# My web site



## Gerhard (Aug 3, 2005)

Loer na my nuwe web site.

www.fffsafaris.co.za

en laat weet wat dink julle.

Gerhard


----------



## nimrod-100 (Jan 11, 2006)

Nice website, Gerhard.

All necessary information available.

Congrats.:thumbs_up


----------



## Bushkey (Mar 17, 2006)

Dit lyk goed.

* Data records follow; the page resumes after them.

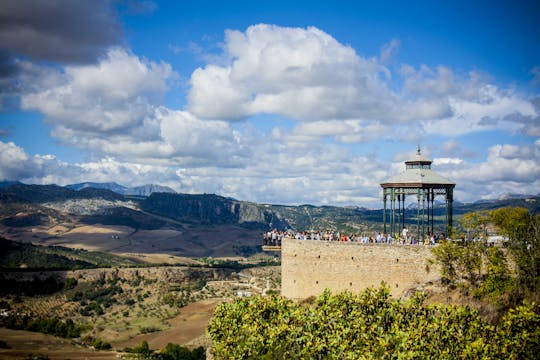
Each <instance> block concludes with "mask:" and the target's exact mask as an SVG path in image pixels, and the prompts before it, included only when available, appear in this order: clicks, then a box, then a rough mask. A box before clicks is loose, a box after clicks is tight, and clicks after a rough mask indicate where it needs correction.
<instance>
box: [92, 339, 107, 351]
mask: <svg viewBox="0 0 540 360" xmlns="http://www.w3.org/2000/svg"><path fill="white" fill-rule="evenodd" d="M92 346H93V347H94V349H96V350H110V349H111V348H112V346H111V344H110V343H108V342H106V341H102V340H99V339H95V340H94V341H92Z"/></svg>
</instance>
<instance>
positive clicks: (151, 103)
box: [21, 48, 174, 134]
mask: <svg viewBox="0 0 540 360" xmlns="http://www.w3.org/2000/svg"><path fill="white" fill-rule="evenodd" d="M172 76H174V73H173V71H172V69H171V67H170V65H168V64H164V63H160V64H157V63H154V62H149V61H146V60H144V59H140V58H138V57H136V56H134V55H131V54H129V53H128V52H126V51H125V50H123V49H120V48H113V49H110V50H109V51H108V53H107V56H106V57H105V58H103V59H102V60H101V61H100V63H99V64H97V65H80V66H68V67H66V68H65V71H64V72H58V73H56V80H55V81H51V83H52V84H48V85H49V86H43V87H41V88H39V89H36V90H35V91H30V92H27V93H25V94H23V96H22V99H21V105H22V108H23V109H27V110H38V111H40V112H42V113H43V114H44V115H45V116H46V117H47V121H48V122H49V123H50V124H51V125H52V126H53V128H54V127H58V128H64V129H66V130H74V131H77V132H78V133H80V134H85V133H86V134H98V133H108V132H115V131H116V132H126V131H128V132H129V131H132V130H133V129H136V128H138V127H140V126H142V125H144V121H145V118H146V117H148V116H149V115H151V112H152V107H153V106H155V105H157V104H159V103H160V101H161V98H162V96H163V95H164V94H165V92H166V90H167V80H168V79H170V78H171V77H172ZM60 133H61V132H60Z"/></svg>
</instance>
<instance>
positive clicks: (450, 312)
mask: <svg viewBox="0 0 540 360" xmlns="http://www.w3.org/2000/svg"><path fill="white" fill-rule="evenodd" d="M424 299H425V295H422V294H417V295H416V296H414V297H413V298H412V299H410V300H408V301H405V302H404V301H400V300H393V299H392V298H391V297H390V292H389V289H388V288H386V287H384V286H382V287H380V288H378V289H367V290H365V291H364V292H362V293H361V294H358V295H356V294H352V293H350V292H343V293H339V294H336V295H333V294H331V293H330V292H329V291H328V290H327V291H325V292H324V293H323V294H322V295H320V296H319V297H318V298H317V299H316V300H315V303H314V304H313V305H312V306H305V305H300V304H298V303H295V302H293V301H291V300H287V299H284V298H282V297H277V296H272V297H265V298H263V297H259V296H255V297H251V298H242V299H237V300H235V301H234V302H232V303H224V304H221V305H220V306H219V307H218V308H217V309H216V311H215V313H214V316H213V318H212V319H211V320H210V324H209V326H208V334H209V335H210V337H211V338H212V341H213V345H214V353H215V354H216V357H217V358H218V359H240V358H243V359H282V358H287V357H289V358H301V359H321V358H324V359H360V358H363V359H369V358H377V359H391V358H392V359H394V358H396V359H409V358H418V359H419V358H431V359H436V358H443V359H452V358H527V356H529V355H530V354H535V350H536V349H537V347H538V344H539V342H540V337H539V333H538V328H539V327H538V325H539V324H538V316H539V313H538V308H537V307H534V306H526V307H523V308H518V309H516V311H515V313H509V315H508V316H507V317H505V318H503V319H502V323H503V324H507V325H503V326H502V327H501V328H500V329H496V328H495V327H493V326H491V325H489V324H487V323H486V322H485V321H484V320H483V319H482V318H481V317H480V316H479V315H478V313H477V312H476V311H475V310H472V309H471V308H468V307H458V306H448V305H425V304H424ZM516 339H518V340H516ZM519 339H524V340H523V342H521V343H520V346H516V342H519ZM502 344H504V345H503V346H501V345H502ZM523 356H524V357H523Z"/></svg>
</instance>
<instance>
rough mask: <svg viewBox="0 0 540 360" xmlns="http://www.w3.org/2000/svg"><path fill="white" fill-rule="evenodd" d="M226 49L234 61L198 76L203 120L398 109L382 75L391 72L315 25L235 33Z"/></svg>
mask: <svg viewBox="0 0 540 360" xmlns="http://www.w3.org/2000/svg"><path fill="white" fill-rule="evenodd" d="M224 48H225V51H226V55H227V57H228V58H229V63H228V64H226V65H225V66H221V65H218V64H209V65H207V66H205V67H204V68H199V69H197V70H195V71H194V72H193V74H192V76H191V80H190V82H191V89H190V92H189V96H188V98H189V110H190V111H191V112H193V113H194V114H195V115H197V116H199V117H202V118H219V119H228V120H235V119H242V118H246V117H249V116H252V115H255V114H258V113H275V114H280V115H284V116H289V117H292V118H295V119H300V120H308V121H309V120H321V119H325V120H327V119H343V118H354V117H358V116H362V117H368V118H372V117H377V118H379V117H383V116H384V115H382V116H381V114H387V113H388V112H389V109H391V108H392V106H391V105H392V103H393V102H394V95H393V94H392V93H391V92H390V91H389V90H388V88H387V86H386V84H385V83H384V82H382V81H381V80H380V76H381V74H384V73H386V72H387V69H386V68H384V67H383V66H381V65H380V64H379V63H378V61H377V60H376V59H365V58H362V57H360V56H358V55H357V54H356V53H355V51H354V49H352V48H351V47H349V46H345V45H343V44H340V43H339V42H338V41H336V40H335V39H334V38H333V37H331V36H330V35H328V34H327V33H325V32H323V31H321V30H319V29H317V28H315V27H309V28H307V29H301V28H284V27H278V26H272V25H264V24H261V25H255V26H251V27H249V28H248V29H247V30H246V32H240V31H227V32H226V35H225V45H224Z"/></svg>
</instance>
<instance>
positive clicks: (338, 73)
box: [188, 24, 540, 143]
mask: <svg viewBox="0 0 540 360" xmlns="http://www.w3.org/2000/svg"><path fill="white" fill-rule="evenodd" d="M399 45H400V43H399V41H398V40H397V39H395V40H392V41H391V42H390V43H389V44H386V45H385V46H383V48H382V49H381V54H380V56H379V58H376V57H373V58H364V57H362V56H360V55H358V54H357V53H356V52H355V50H354V49H352V48H351V47H349V46H346V45H343V44H341V43H340V42H338V41H337V40H336V39H334V38H333V37H331V36H330V35H328V34H327V33H325V32H324V31H322V30H319V29H317V28H315V27H309V28H306V29H303V28H285V27H278V26H272V25H265V24H260V25H254V26H250V27H249V28H248V29H247V30H246V31H245V32H240V31H227V32H226V35H225V44H224V53H223V56H222V58H224V59H226V61H225V62H223V61H222V62H221V63H217V62H216V63H209V64H208V65H206V66H205V67H201V68H198V69H196V70H195V71H194V72H193V74H192V76H191V79H190V85H191V88H190V90H189V94H188V100H189V105H188V110H189V111H191V112H192V113H193V114H195V115H196V116H198V117H201V118H210V119H222V120H239V119H245V118H248V117H250V116H254V115H257V114H261V113H272V114H278V115H282V116H286V117H289V118H292V119H295V120H299V121H301V122H313V123H314V124H313V125H309V124H302V125H300V128H301V130H305V131H306V132H307V133H311V134H314V133H315V132H317V131H320V132H321V134H323V135H325V136H333V138H334V140H336V141H342V142H346V143H348V142H366V141H370V140H372V139H373V138H376V137H377V136H380V134H381V129H382V128H383V127H385V126H386V127H388V126H393V127H394V129H396V130H399V131H394V132H393V133H392V135H391V136H392V137H394V138H396V137H399V138H401V139H402V140H405V141H417V140H418V136H422V134H425V135H432V134H441V135H445V136H458V135H462V134H467V133H471V132H478V131H484V130H492V129H501V128H502V129H505V130H510V131H514V132H517V131H522V132H524V133H527V134H528V135H532V136H535V135H534V134H536V133H537V132H538V130H537V129H538V126H534V125H533V126H532V128H531V127H530V126H525V123H527V124H530V123H534V122H535V120H536V119H537V117H538V114H539V113H540V112H539V111H538V109H536V108H535V106H534V104H533V102H531V101H530V100H528V99H525V98H523V97H522V96H521V95H519V94H517V93H515V92H514V90H512V89H504V88H501V87H499V86H497V85H494V84H492V83H490V81H489V77H488V76H486V75H484V74H482V73H480V72H477V71H472V72H470V73H468V74H465V75H463V74H456V73H455V72H454V71H453V70H452V69H451V68H449V67H446V66H437V67H435V68H430V67H428V66H426V65H421V66H420V67H419V68H414V67H412V66H410V65H406V64H404V65H402V66H401V67H400V68H399V72H398V75H399V77H400V78H401V80H400V81H398V82H397V83H396V82H395V81H394V77H393V76H392V72H391V70H390V69H389V68H388V67H386V65H385V64H386V63H387V62H388V61H389V60H390V59H391V57H392V56H393V54H394V53H395V51H396V49H397V48H398V47H399ZM396 81H397V80H396ZM397 84H400V85H399V86H396V85H397ZM351 121H352V122H353V123H351ZM339 122H342V123H343V124H341V123H340V124H339V125H338V123H339ZM323 123H325V124H323ZM359 125H360V127H359ZM396 125H397V126H398V127H397V128H396ZM323 128H328V129H329V128H332V129H334V133H333V134H330V133H328V132H327V131H325V130H323ZM344 128H349V129H353V131H352V132H349V133H348V134H347V136H343V129H344ZM413 133H414V134H416V135H415V136H412V137H411V135H410V134H413ZM360 134H361V135H360ZM403 134H406V135H403ZM419 134H420V135H419Z"/></svg>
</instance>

Ek wil saam met die FHM Safaris gaan jag:wink:

Waar voor staan die FFF. 'n Prys lys vir Suid Afrikaaners?


----------



## Tim Z (Jul 11, 2003)

*Nice*

Very nice looking wesite, wishing you all the best of luck.


----------



## Gerhard (Aug 3, 2005)

FFF stands for 

Fur & Feathers & Finns.

Gerhard


----------



## Matatazela (Mar 1, 2005)

Hi Gerhard! Nice website. Best of luck with this venture!


----------



## INGOZI (May 9, 2005)

Baie geluk my vriend! Dit lyk nou bakgat!


----------



## BushPig (Jun 22, 2007)

Good stuff Gerhard,

Nice to see you got your site up so quickly, looks good, all the best from it mate, still the best way to advertise. You may want to list your site with a few Search engines so that the internationals will find it easier.

Regards
Gavin


----------



## Philip Moolman (Jan 31, 2006)

*Website*

Moerse Gerhard!!


----------



## jcdup (Jul 8, 2007)

Hi Gerhard,

The site is really looking great. Well done!

The only improvement I can suggest is that you increase the size (in pixels) of the background image. On a large monitor the image is tiled (repeats) which detracts from the overall look (see attached image).

Cheers

Johann


----------